Benim gibi "bu işlerden hemen hemen hiç anlamayan" bir gazeteci bile, Urla'daki Gazeteciler Sitesi'nin tel örgüler arasındaki minnacık beton sahasında oynayan gençleri, "Çocuklar kalelere bu topu vururken, ayağınızı topun altına fazla sokmayın, sokarsanız işte böyle kale yerine, tel örgülerin dışına gider" diye uyarıyorsa ve de gençler bu uyarımın gereğini yapmaya çalışıyorlarsa, "yıldızlarımız" neden, hem de "bomboşken" minare boyu yükseklere "karavana" şutluyorlar?..

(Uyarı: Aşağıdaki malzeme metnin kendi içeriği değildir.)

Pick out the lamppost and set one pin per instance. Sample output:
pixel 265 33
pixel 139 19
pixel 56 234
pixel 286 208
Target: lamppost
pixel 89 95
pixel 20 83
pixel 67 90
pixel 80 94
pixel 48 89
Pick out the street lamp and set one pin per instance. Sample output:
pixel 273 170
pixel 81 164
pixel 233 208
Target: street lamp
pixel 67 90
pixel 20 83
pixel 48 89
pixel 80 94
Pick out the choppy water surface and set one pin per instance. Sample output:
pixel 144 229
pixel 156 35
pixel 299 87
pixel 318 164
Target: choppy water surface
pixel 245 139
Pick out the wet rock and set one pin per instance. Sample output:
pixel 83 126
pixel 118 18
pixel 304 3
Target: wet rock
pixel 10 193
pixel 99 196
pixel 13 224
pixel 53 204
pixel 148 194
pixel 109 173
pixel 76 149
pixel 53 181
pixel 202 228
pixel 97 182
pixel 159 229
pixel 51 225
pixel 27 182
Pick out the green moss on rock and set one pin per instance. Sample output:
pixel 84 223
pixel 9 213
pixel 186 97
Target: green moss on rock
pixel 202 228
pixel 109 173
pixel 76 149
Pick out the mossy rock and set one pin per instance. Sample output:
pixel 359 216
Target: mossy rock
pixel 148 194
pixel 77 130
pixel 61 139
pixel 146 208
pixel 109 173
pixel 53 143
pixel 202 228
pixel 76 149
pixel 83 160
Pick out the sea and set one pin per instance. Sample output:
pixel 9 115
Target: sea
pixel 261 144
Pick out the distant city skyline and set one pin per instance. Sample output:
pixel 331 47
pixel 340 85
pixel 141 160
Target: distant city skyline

Rahmetli Metin Oktay'ın, "defalarca seyrettiğim" filminde de var; rahmetli hocası Gündüz Kılıç'ın "ona yaptırdığı özel şut çalışması"; bilmem ki, "bugünün hocaları" ne yapıyor?..
Her takımda "kaleye gelen topları tutma hocası" varken, neden bir de "kaleye top vurma hocası" yok? Mesela Galatasaray neden Tanju Çolak'ı, Prekazi'yi "böyle" bir göreve getirmez?..
Dahası da var; bir futbolcu "Şut atıp, karavana atarsam, hocam beni kenara alır, seyirci ıslıklar" korkusu ile sahaya çıkıyorsa, tablonun bugünkünden farklı olması mümkün mü?..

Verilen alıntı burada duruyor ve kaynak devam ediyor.